HTTP Status Codes, Network, and DNS Errors

This document explains how various HTTP status codes, network hiccups, and DNS problems can impact your website's visibility on Google Search. We'll delve into the top 20 status codes Googlebot frequently encounters on the web and the most common network and DNS errors.

Please note: This guide doesn't cover uncommon status codes like 418 (I'm a teapot). All issues discussed here trigger corresponding warnings or errors within the Page Indexing report of Google Search Console. Experimental features of protocols like HTTP and FTP are not supported unless explicitly mentioned.

HTTP Status Codes

Web servers generate HTTP status codes when responding to requests from clients like browsers or web crawlers. Each code conveys a specific meaning, even if the request's outcome appears similar. For instance, various status codes signal redirection, but their ultimate effect remains the same.

Search Console flags error messages for status codes within the 4xx-5xx range and for unsuccessful redirections (3xx). Content received in response to a 2xx status code might be considered for indexing. However, receiving a 2xx status code does not guarantee indexing.

Let's break down the most common HTTP status codes Googlebot encounters and how Google handles them:

2xx (Success)

  • General: Google evaluates the content for potential indexing. If the content hints at an error (e.g., empty page, error message), Search Console will flag a "soft 404" error.

  • 200 (OK): Google forwards the content to its indexing pipeline. While the indexing systems might index this content, it's not guaranteed.

    Example: You request a blog post, and the server successfully delivers the full content with a 200 status code.

  • 201 (Created):

    Example: You submit a new blog comment. The server creates the comment resource and returns a 201 status code, confirming the creation.

  • 202 (Accepted): Googlebot waits for the content, up to a predefined limit, and then passes whatever it received to the indexing pipeline. This timeout varies depending on the user agent. For example, Googlebot Smartphone might have a different timeout compared to Googlebot Image.

    Example: You upload a large video file. The server accepts the upload request (202) and processes it in the background.

  • 204 (No Content): Googlebot informs the indexing pipeline that it didn't receive any content. Search Console might display a "soft 404" error in your site's Page Indexing report.

    Example: You click a "Clear Notifications" button, and the server responds with a 204, indicating successful removal without sending new content.

3xx (Redirection)

  • General: Googlebot will follow up to ten redirect hops. If content isn't received within ten hops, Search Console flags a "redirect error" in the site's Page Indexing report.
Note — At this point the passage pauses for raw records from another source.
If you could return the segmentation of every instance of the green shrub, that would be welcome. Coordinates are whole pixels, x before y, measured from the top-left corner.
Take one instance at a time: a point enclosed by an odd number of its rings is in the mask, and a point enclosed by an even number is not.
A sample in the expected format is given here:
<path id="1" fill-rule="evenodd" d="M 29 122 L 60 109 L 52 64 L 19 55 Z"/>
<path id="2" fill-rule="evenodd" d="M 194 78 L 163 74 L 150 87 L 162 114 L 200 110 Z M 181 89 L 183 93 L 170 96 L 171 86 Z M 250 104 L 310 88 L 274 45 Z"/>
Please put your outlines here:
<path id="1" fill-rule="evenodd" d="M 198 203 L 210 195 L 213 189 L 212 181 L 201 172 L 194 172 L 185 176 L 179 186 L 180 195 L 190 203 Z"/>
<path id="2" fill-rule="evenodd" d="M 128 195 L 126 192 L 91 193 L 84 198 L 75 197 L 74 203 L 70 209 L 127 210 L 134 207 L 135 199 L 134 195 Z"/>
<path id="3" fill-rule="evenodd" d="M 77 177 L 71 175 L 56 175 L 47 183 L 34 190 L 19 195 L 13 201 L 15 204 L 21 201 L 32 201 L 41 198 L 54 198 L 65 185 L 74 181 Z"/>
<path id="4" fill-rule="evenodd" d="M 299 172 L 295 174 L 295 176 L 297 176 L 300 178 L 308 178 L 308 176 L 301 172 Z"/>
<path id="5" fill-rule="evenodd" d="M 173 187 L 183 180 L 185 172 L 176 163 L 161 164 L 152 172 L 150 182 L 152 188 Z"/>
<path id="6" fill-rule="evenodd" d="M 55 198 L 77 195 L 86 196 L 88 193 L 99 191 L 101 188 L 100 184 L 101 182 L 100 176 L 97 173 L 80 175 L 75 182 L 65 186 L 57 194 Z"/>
The hop limit can vary depending on the user agent; Googlebot Smartphone might differ from Googlebot Image. For robots.txt, Googlebot adheres to RFC 1945, following at least five redirect hops before stopping and treating it as a 404 for that robots.txt.

    Content from redirecting URLs is disregarded; only the final target URL's content is considered for indexing.

  • 301 (Moved Permanently): Googlebot follows the redirect, and the indexing pipeline interprets this as a strong signal that the redirect target should be the canonical URL.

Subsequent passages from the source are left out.